SPIEGEL ONLINE: Gerade Delikte innerhalb der Familie sind ja oft besonders erschütternd. Gleich am Anfang ihres Buches berichten Sie von einer Mutter, die ihre beiden kleinen Kinder klaren Verstandes aus dem vierten Stock wirft.

Roßmanith: Das war ein Rosenkrieg, ein Streit ums Sorgerecht. Diese Frau wollte die Trennung von ihren Kindern unter keinen Umständen. Sie handelte nach dem Motto “Alles oder nichts”: Lieber die Kinder sind tot, als dass sie miterleben müsste, dass das Sorgerecht dem Ehemann zugesprochen wird. Das war für diese Frau undenkbar.

SPIEGEL ONLINE: Am Ende mussten Sie der Mörderin selbst klarmachen, was sie getan hatte: Ihr fehlte jede Erinnerung an die Tat, sie hatte sie verdrängt. Sind solche Filmrisse ein weibliches Phänomen?

Roßmanith: Das würde ich nicht sagen. Ich glaube, das ist menschlich. Weil die Tat mit dem Gewissen nicht vereinbar ist, man aber selbst damit weiterleben muss. Den Satz “Das war ich nicht! Das kann ich nicht gewesen sein!” höre ich von Tätern immer wieder. Man verarbeitet das sozusagen ich-fremd.
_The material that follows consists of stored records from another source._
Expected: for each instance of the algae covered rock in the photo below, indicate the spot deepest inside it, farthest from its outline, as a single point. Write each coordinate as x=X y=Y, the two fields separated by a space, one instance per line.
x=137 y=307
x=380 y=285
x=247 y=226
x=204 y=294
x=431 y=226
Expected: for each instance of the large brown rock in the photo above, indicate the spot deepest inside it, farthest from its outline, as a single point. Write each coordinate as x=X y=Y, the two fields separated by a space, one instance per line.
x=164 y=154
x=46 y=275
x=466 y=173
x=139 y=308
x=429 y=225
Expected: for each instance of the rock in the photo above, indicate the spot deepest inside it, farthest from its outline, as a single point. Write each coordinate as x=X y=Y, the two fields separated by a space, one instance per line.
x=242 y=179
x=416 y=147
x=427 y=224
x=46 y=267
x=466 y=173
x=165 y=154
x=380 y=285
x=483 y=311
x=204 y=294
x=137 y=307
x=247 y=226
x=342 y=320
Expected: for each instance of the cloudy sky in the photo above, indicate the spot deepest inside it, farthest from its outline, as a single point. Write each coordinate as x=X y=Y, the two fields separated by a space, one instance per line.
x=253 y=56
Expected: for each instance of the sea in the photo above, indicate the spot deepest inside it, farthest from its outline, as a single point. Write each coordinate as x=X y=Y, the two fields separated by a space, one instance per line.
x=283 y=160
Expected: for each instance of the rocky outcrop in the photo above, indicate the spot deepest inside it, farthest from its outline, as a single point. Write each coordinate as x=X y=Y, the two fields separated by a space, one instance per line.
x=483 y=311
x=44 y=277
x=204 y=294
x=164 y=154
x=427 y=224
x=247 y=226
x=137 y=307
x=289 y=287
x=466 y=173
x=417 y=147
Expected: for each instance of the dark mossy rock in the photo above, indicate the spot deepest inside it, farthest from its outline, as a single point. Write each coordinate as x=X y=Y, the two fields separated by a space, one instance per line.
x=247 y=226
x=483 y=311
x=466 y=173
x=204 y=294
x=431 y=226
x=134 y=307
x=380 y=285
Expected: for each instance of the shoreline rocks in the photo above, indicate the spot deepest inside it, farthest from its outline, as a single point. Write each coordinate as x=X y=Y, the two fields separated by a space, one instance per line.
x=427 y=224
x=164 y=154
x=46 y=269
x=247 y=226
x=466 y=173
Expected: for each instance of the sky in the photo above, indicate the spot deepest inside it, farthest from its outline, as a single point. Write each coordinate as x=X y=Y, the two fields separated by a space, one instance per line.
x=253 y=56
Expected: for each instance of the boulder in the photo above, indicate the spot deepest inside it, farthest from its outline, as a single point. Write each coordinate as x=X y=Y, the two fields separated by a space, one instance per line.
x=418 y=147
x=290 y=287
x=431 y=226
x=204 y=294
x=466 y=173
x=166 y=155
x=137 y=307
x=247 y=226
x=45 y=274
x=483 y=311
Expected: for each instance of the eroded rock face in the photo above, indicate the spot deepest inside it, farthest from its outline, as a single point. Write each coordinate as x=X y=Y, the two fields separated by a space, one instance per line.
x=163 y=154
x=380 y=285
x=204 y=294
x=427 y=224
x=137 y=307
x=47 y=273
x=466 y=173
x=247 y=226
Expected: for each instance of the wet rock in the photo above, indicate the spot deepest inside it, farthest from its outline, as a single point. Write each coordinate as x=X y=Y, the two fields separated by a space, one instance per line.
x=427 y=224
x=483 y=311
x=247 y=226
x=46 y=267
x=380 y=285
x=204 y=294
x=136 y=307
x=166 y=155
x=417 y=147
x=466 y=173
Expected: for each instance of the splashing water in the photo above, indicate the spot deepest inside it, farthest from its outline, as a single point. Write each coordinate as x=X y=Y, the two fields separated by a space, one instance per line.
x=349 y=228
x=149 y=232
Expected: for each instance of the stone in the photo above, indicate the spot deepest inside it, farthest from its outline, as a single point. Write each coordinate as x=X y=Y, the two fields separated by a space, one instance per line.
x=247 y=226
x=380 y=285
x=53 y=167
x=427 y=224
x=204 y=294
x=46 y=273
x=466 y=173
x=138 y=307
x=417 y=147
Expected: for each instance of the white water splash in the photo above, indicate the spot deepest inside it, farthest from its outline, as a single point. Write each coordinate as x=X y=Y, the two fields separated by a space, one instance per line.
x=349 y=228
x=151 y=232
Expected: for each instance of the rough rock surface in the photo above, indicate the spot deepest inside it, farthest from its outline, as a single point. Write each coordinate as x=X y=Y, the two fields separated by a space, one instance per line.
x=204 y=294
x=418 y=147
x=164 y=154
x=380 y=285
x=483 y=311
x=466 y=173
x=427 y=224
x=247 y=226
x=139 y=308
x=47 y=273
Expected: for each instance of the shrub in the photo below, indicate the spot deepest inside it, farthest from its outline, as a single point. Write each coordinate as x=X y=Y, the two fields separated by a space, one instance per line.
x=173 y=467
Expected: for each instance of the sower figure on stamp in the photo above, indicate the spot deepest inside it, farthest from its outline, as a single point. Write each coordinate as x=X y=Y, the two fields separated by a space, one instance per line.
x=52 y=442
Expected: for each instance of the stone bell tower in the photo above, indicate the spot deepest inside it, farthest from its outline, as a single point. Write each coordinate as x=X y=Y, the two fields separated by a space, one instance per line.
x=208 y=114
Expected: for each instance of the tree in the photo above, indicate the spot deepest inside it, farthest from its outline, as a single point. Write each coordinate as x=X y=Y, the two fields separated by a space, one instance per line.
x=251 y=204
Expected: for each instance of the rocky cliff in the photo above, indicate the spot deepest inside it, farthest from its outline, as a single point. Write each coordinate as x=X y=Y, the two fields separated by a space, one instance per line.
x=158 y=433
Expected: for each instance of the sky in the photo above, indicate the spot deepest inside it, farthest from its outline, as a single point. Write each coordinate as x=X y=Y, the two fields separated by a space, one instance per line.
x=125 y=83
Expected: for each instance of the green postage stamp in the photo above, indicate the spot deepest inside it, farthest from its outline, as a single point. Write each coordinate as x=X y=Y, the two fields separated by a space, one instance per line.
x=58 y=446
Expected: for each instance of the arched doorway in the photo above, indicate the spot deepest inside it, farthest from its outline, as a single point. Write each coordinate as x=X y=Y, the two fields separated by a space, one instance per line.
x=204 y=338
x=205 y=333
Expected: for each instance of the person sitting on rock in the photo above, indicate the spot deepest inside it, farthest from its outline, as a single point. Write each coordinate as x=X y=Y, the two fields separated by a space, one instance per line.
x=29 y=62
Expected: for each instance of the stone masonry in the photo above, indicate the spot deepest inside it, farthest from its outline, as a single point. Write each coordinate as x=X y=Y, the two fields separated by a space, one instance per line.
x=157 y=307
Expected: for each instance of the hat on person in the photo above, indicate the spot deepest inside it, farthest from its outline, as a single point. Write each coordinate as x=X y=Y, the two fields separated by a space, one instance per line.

Als hätte ein fremder Teil in einem selbst die Tat begangen.

SPIEGEL ONLINE: In der Öffentlichkeit ist eher selten die Rede von Mörderinnen. Sie schreiben, das habe der Feminismus bewirkt. Hätte das auch ein männlicher Autor so behaupten können?

Roßmanith: Ich glaube, das konnte ich mir nur als Frau erlauben. Aber wissen Sie, ich bin ja ein Fan des Feminismus: Er hat viel erreicht. Es hat mich nur gestört, dass Frauen immer als liebenswürdiger und weniger gewaltbereit dargestellt werden. Nach meiner Erfahrung ist das einfach nicht der Fall. Ich habe in meinem Leben oft genug erfahren, dass Frauen unglaublich hart sein können. Wie intrigant sie miteinander umgehen. Ich persönlich fürchte die Rache von Frauen viel mehr als die von Männern.